Max moved down the yard, giving Charlie a glance and a solemn wink. Staying to the broken, weedy walk, he didn't speak or stop. Standing at the edge of the flower bed, above Juana, he studied Cora Lee's excavation, the small, frail bones, the piles of earth and weeds. And Charlie studied Max, taking comfort in his tall, lean frame, his sun-weathered face, his thin, capable hands, and the hard breadth of his shoulders. Max Harper, particularly in uniform, made her feel so safe-and always made her heart skip.

Max stood studying the little hand, then stepped back out of Juana's way.
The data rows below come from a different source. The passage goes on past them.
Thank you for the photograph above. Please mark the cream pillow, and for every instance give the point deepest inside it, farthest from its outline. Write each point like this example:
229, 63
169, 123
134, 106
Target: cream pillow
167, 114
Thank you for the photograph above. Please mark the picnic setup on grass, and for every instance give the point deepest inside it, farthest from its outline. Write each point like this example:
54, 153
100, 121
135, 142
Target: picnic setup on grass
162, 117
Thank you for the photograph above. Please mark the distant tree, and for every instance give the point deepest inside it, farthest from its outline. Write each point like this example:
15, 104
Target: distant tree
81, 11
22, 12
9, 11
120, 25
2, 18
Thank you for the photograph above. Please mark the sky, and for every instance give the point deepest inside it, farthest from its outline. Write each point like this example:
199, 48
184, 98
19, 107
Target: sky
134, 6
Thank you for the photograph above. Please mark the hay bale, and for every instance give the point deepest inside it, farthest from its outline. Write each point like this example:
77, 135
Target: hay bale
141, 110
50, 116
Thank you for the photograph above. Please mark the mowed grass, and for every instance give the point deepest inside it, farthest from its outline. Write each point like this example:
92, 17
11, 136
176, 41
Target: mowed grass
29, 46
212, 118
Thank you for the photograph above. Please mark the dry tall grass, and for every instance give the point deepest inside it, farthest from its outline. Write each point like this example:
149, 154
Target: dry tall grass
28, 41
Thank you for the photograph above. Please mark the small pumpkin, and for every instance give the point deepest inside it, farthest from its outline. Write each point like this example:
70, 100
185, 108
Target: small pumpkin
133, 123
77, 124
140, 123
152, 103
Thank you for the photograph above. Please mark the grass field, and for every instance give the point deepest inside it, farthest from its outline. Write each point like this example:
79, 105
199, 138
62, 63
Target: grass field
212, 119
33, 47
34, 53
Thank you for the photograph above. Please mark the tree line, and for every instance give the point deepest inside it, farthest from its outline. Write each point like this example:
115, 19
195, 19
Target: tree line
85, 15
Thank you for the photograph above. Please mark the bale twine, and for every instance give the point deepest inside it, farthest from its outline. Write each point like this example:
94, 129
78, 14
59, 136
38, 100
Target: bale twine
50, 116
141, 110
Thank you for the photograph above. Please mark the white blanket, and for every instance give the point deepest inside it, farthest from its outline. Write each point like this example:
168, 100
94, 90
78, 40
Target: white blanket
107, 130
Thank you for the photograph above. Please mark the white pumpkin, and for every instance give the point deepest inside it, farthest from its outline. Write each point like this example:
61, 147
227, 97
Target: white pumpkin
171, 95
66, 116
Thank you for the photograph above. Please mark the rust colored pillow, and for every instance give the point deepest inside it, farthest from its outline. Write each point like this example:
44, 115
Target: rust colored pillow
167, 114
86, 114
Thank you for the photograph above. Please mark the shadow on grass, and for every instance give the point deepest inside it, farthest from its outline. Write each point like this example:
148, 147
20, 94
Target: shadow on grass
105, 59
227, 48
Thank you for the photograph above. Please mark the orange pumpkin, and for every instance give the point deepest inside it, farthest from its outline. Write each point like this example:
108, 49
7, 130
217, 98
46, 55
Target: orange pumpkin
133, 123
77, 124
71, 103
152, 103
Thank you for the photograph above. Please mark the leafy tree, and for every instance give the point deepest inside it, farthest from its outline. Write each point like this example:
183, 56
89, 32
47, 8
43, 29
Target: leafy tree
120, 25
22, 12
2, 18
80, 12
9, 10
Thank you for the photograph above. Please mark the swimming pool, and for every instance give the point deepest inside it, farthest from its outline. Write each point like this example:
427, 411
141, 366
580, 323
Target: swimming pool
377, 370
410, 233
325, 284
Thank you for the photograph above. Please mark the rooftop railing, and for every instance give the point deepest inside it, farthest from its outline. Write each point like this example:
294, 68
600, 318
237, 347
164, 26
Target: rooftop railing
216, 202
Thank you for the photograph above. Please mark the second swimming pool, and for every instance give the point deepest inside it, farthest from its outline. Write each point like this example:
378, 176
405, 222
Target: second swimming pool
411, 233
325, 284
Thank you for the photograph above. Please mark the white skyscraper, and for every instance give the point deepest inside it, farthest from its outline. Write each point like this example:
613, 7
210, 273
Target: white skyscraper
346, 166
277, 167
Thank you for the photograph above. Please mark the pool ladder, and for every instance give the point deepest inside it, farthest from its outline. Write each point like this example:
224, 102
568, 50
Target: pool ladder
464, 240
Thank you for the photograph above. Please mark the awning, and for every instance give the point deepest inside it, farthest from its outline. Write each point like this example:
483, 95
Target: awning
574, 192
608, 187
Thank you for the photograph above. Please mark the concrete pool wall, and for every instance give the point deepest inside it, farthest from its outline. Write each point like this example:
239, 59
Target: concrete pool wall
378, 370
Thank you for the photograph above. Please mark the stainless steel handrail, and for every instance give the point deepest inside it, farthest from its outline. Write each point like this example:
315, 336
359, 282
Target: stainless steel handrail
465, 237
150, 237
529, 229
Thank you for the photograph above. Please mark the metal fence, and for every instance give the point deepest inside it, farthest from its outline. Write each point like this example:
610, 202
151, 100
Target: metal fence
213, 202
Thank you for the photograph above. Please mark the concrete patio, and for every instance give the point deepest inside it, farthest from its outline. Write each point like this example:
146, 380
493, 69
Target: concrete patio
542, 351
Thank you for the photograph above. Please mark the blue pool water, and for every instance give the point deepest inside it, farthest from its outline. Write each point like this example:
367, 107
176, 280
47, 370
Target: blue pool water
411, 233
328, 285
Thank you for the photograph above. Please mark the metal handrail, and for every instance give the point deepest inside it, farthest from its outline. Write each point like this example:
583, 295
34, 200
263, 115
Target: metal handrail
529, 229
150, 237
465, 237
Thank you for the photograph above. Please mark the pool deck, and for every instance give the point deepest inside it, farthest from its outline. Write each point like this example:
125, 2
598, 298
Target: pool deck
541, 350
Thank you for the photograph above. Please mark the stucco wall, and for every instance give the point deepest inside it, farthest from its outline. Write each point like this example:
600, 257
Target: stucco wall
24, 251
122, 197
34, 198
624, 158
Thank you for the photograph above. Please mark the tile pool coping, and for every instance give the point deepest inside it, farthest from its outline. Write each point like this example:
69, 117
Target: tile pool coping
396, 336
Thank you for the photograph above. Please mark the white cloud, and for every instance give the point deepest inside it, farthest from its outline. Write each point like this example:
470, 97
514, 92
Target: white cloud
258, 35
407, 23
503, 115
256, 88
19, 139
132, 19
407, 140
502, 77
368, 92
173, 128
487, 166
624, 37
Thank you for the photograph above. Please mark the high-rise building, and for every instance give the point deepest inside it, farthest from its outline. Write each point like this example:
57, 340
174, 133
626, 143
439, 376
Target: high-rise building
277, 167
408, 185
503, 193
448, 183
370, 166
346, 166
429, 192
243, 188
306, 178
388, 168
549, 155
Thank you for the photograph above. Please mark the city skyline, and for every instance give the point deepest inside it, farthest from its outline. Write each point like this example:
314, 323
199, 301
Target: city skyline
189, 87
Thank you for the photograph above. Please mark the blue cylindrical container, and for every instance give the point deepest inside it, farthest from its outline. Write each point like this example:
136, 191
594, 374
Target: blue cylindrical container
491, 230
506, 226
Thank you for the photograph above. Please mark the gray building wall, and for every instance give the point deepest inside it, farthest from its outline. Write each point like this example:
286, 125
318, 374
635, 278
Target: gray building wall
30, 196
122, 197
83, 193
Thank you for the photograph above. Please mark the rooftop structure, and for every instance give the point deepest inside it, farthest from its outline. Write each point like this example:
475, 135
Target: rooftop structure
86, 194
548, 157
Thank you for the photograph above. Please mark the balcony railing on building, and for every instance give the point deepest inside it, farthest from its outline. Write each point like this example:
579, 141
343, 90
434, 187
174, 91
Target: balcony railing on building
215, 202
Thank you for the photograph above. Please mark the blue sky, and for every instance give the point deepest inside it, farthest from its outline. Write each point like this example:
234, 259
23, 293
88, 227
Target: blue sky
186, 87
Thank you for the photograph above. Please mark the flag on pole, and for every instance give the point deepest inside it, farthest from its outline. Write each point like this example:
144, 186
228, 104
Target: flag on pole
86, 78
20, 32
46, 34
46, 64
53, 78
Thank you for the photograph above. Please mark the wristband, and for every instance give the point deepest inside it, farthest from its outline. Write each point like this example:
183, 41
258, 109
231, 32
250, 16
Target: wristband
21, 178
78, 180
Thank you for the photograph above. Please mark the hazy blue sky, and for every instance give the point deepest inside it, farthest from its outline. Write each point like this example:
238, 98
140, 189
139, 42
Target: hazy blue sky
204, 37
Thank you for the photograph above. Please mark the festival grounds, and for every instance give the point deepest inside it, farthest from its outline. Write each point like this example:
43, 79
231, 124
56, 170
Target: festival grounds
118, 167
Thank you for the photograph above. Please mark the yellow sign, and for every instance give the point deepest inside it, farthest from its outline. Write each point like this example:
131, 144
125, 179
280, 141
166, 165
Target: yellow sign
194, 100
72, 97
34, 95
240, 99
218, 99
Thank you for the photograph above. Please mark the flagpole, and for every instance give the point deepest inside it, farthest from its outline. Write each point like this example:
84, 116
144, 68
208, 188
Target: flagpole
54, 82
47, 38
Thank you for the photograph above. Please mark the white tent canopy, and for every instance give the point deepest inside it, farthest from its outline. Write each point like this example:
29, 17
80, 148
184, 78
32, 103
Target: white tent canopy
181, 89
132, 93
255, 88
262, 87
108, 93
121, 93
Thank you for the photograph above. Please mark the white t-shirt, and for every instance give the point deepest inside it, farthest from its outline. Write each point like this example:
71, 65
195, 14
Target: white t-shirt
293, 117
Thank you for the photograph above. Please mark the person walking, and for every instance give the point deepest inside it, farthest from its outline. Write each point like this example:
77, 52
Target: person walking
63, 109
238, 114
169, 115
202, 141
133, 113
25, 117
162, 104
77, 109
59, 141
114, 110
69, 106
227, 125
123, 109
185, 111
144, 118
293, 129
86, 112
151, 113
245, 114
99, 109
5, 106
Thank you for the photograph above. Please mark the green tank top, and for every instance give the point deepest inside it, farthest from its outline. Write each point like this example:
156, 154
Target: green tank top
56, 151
Behind them, Brennan and two other officers moved around the edge of the yard stringing yellow crime-scene tape. Everyone present would be asking the same questions. How long had the hand been buried? Was there a full body lying beneath the earth, or only the lone hand? Who was the victim? How old? Boy or girl? If a child was buried here, where had that child come from? How long dead? How many years alone beneath the cold earth? How many years had a report on this lost child been filed away, inactive? Where were the grieving parents, presumably suffering their loss without knowledge of the death, or closure?